In Bandos, one of the 87 luxury island resorts in the Maldives that provide more than 50 per cent of the country's GDP, tourists thirsting for the sheer purity of sea, sun and sand have returned.
Tourists were counted on the fingertips last year. But this year Bandos, like other resorts that have set new standards of luxury and commune living, is back in business registering more than 90 per cent occupancy.
More than 20 months after the tsunami ravaged Maldives - the world's flattest country located at merely three-and-a-half feet above sea level - the atoll Indian Ocean nation is back in the reckoning.
Not that the threat of a tsunami has vanished, but it's just that Maldivians have learnt to live with it.
When a massive earthquake hit western Indonesia last week and news channels predicted a possible tsunami, locals soaked in the news, braced for the worst but carried on with their sea-inspired rhythms of life.
"In 2006 we are expecting 600,000 visitors, double the size of the population of the Maldives.

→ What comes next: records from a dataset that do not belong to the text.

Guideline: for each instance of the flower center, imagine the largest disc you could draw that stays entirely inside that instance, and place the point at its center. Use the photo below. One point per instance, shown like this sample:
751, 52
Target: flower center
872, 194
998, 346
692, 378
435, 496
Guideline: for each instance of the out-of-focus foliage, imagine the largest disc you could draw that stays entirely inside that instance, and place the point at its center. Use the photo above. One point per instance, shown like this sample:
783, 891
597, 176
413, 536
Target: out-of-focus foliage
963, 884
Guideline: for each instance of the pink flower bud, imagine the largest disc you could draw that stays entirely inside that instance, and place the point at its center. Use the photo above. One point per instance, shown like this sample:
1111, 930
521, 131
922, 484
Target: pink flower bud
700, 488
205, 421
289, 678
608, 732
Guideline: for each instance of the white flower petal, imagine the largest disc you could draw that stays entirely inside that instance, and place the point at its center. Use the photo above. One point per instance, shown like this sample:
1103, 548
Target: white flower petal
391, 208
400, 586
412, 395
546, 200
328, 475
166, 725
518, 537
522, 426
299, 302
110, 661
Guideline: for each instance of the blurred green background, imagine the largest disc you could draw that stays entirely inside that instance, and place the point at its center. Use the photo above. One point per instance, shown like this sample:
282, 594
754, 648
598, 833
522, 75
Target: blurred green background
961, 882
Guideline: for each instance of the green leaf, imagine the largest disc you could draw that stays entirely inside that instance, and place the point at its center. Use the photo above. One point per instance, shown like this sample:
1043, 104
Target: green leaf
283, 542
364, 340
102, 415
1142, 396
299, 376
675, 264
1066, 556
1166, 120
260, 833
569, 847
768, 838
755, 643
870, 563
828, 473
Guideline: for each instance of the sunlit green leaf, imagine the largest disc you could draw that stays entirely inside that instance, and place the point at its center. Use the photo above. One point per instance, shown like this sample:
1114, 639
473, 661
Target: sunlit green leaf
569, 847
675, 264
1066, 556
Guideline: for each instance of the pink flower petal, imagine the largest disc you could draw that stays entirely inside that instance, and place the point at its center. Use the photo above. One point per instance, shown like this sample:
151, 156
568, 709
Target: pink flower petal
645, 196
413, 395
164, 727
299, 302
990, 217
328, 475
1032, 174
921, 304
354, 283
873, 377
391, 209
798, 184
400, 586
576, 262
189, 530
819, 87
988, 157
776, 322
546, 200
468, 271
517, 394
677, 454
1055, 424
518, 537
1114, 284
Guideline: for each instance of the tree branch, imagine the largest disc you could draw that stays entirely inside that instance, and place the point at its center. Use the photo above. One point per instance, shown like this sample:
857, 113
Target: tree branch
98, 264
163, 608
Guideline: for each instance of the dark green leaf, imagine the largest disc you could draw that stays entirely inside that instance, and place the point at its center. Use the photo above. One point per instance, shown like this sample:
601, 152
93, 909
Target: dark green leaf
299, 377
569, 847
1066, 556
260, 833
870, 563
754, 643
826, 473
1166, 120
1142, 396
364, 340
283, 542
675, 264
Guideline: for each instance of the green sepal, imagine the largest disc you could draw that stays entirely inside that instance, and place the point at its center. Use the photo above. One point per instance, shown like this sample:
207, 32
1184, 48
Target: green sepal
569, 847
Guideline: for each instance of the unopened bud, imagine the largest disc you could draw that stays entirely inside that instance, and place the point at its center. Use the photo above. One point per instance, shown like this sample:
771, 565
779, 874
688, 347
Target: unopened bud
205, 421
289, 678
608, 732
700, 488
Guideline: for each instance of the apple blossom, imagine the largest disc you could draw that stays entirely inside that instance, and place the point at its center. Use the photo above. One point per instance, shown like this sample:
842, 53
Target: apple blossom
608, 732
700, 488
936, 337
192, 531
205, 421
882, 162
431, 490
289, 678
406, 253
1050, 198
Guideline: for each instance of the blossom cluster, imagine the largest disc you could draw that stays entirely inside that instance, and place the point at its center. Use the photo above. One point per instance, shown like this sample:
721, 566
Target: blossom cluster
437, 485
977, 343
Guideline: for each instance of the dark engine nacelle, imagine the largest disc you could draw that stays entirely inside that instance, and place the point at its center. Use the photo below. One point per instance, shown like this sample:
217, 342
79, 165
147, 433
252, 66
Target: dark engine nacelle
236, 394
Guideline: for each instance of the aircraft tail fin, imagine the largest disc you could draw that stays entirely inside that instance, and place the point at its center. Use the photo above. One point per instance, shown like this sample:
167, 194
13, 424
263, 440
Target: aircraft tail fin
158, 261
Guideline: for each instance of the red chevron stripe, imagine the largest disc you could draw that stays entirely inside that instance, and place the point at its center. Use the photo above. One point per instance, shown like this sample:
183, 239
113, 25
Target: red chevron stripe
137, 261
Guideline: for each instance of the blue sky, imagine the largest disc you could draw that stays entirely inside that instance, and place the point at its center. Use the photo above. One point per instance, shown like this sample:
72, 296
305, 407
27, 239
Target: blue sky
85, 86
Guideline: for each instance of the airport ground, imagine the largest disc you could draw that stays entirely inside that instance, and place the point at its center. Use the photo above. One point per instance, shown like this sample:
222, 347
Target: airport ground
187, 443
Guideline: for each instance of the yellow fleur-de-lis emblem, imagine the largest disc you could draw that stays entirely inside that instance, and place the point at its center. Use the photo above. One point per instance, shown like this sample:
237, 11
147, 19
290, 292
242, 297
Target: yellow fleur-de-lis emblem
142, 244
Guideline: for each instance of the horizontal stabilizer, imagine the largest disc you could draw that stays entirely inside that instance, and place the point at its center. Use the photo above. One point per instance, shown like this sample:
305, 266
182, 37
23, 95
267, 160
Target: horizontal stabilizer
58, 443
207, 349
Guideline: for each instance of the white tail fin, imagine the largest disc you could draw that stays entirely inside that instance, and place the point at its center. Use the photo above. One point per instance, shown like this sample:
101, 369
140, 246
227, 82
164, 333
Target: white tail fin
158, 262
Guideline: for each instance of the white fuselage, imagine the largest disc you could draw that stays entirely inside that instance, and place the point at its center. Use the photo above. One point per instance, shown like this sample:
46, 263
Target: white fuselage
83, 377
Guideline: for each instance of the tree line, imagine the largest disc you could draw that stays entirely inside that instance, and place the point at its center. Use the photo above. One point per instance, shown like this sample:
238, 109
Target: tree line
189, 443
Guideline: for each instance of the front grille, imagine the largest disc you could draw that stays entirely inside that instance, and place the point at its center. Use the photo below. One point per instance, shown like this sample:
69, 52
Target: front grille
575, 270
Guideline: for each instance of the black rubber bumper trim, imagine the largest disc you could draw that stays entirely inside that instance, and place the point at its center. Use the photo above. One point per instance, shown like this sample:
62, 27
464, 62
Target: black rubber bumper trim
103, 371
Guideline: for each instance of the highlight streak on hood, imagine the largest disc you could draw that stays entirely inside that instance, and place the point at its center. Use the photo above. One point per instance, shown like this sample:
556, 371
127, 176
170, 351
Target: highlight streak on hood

This is higher than the 2004 record," Mohamed Hussain Shareef, spokesperson in the office of President Maumoon Abdul Gayoom, said.
Tourism may have bounced back but the scars of tsunami are imprinted deep in people's psyche and vividly etched on the very geography of the archipelago, about an hour's flight from Colombo.
Only nine islands of the 1,192 that constitute the Maldives were spared by the killer waves that struck around 9 am on December 26, 2004.
"Less than 100 people died in the Maldives but the scale of destruction and displacement was really huge. It has set Maldives back by at least a decade in terms of development," says Shareef, popularly known as Mundhu.
Here is a brief fact sheet on tsunami impact: deaths - 82; missing - 26; injured - 1,313; displaced and homeless - 15,000; totally evacuated islands - 13.
The damage to social and economic infrastructure was more thorough. According to official figures, 62 per cent of the country's GDP estimated at $720 million was wiped away in less than five minutes of the tsunami.
The tsunami shock continues to have its ripple effects on Maldivian economy, which has been growing at 9 per cent a year, but recorded a budget deficit of $93 million in 2005 for the first time in the last few years.
More than the destruction of infrastructure, what concerns the powers-that-be in the Maldives is the rehabilitation and resettlement of 15,000 displaced people, accounting for seven percent of the population.
In 50 islands, some 5,000 new houses are required to be built to accommodate the homeless who have been temporarily transferred to safer islands.
The government has, however, learnt the lessons of the tsunami and put in place a spate of safety measures, including a natural emergency disaster response system and an early tsunami warning system in which India is a partner.
An ambitious scheme called "safe islands programme" has been started that involves relocating people from economically insecure and unstable islands to safer and sustainable islands.
"The idea is to use economies of scale and consolidate populations in a few selected islands rather than scattering the population in some 200 odd inhabited isles," says Shareef.
Even as the Maldives converts a disaster into an opportunity for redevelopment, funds continue to be a source of nagging worry. The entire tsunami reconstruction project is expected to cost $390 million.
International aid has been slow and inadequate. The country received less than $40 million global aid so far - for an array of reconstruction projects in areas ranging from tourism, transport, power and housing to finding sustainable livelihood for the displaced.
But the lack of funds has been compensated by robust optimism and belief in what the Maldivians call "the sunny side of life".
One of the stirring signs of this 'we-shall-overcome' spirit is the dramatic decision by Gayoom to make the post-tsunami Maldives into a vibrant, functioning democracy. And that dream will not be washed away so easily, tsunami or no tsunami, says Saadha, a twenty-something woman in Male.